Certified Peer Specialists are Changing the Face of the Mental Health System


As the nation’s mental health system undergoes enormous changes, from transition to a recovery and community inclusion model, to the passage of the Affordable Care Act (to name just a few), the use of Certified Peer Specialists (CPS) has become commonplace.

“A CPS is a person who has experienced a mental health or substance abuse disorder and is far enough along in their recovery journey to be able to be helping others on their journeys,” explains Steve Harrington, Executive Director, International Association of Peer Supporters. “It is incredibly rewarding to do this work.
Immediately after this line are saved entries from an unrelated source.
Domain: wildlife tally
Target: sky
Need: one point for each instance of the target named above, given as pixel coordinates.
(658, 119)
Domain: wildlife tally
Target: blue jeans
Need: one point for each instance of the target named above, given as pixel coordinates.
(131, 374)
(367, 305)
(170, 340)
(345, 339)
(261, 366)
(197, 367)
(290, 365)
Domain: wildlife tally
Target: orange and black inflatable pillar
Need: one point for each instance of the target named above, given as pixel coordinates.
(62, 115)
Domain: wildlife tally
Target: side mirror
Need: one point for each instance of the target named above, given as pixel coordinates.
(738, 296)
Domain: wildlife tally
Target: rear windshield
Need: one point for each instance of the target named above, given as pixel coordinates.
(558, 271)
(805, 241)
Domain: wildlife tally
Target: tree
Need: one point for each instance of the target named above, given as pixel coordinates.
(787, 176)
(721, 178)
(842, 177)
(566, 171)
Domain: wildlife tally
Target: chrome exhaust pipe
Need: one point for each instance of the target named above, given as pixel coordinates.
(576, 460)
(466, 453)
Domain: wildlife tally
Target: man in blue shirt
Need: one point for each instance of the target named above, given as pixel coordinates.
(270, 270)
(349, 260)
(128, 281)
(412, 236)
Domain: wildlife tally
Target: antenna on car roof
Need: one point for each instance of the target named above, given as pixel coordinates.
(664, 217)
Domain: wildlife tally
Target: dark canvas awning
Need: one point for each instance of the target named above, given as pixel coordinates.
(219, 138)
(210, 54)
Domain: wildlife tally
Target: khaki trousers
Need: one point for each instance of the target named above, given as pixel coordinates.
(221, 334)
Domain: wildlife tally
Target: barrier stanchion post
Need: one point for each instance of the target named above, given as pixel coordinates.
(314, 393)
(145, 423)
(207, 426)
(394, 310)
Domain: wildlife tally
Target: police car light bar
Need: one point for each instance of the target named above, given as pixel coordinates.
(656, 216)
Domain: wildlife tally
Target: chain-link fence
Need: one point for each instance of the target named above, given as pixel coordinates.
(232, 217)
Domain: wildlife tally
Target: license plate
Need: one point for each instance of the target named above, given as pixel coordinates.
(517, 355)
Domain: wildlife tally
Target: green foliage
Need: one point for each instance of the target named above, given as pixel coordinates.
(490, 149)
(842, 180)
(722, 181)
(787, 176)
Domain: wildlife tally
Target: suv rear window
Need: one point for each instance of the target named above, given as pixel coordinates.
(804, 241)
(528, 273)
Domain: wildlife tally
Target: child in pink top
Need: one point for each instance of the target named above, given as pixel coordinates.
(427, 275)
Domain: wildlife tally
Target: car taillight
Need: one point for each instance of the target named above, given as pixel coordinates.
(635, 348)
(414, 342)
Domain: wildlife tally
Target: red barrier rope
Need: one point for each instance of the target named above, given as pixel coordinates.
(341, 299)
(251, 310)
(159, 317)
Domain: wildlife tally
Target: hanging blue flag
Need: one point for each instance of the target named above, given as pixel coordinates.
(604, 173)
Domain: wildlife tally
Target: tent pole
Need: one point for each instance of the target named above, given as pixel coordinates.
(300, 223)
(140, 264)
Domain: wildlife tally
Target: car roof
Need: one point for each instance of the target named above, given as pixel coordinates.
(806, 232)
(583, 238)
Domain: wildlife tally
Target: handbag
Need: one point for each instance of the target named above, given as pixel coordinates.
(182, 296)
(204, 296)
Not only are you helping others, but this work helps people on their own recovery journey.”

“The single largest employer is the Department of Veterans Affairs (VA),” he notes. But the field is expanding, thanks in large part to the Affordable Care Act. “The doors have been flung open. Part of the reason is because people are finding that Peer Specialists provide power and effective treatment in the lived experience, and they’re cost effective. They’re saving millions of dollars… and saving lives, too.”

Harrington notes that CPS’s are being utilized in Veterans’ Hospitals, psychiatric hospitals, in prisons or with the police, and in a variety of different positions. “In Winston-Salem, NC, the local library hires peer specialists!” he says. “Due to the number of homeless people using the place, Peer Specialists help them connect with community resources.”

Harrington explained that 35 states have, in one form or another, drawn down Medicaid reimbursement for the important work of Certified Peer Specialists. Typically there is a requirement that “peers” initially receive specialized training that meets a set of identified competencies that is endorsed by the state. Additionally, peers must complete annual continuing education to maintain the Peer Specialist certification.

Ongoing training is an essential component for persons interested in transitioning into the Certified Peer Specialist role. The College of Recovery and Community Inclusion (CRCI) courses, developed by Temple University and DirectCourse, have been created specifically to help direct service mental health practitioners, including peer specialists, deliver competent and compassionate services that promote recovery, empowerment, and community inclusion.

Providing peer support is about creating meaningful and powerful relationships to people who need it, Harrington explains. “It comes from the heart. Peer Specialists don’t do things for people, they show people how they can do things for themselves. The rewards are tremendous.”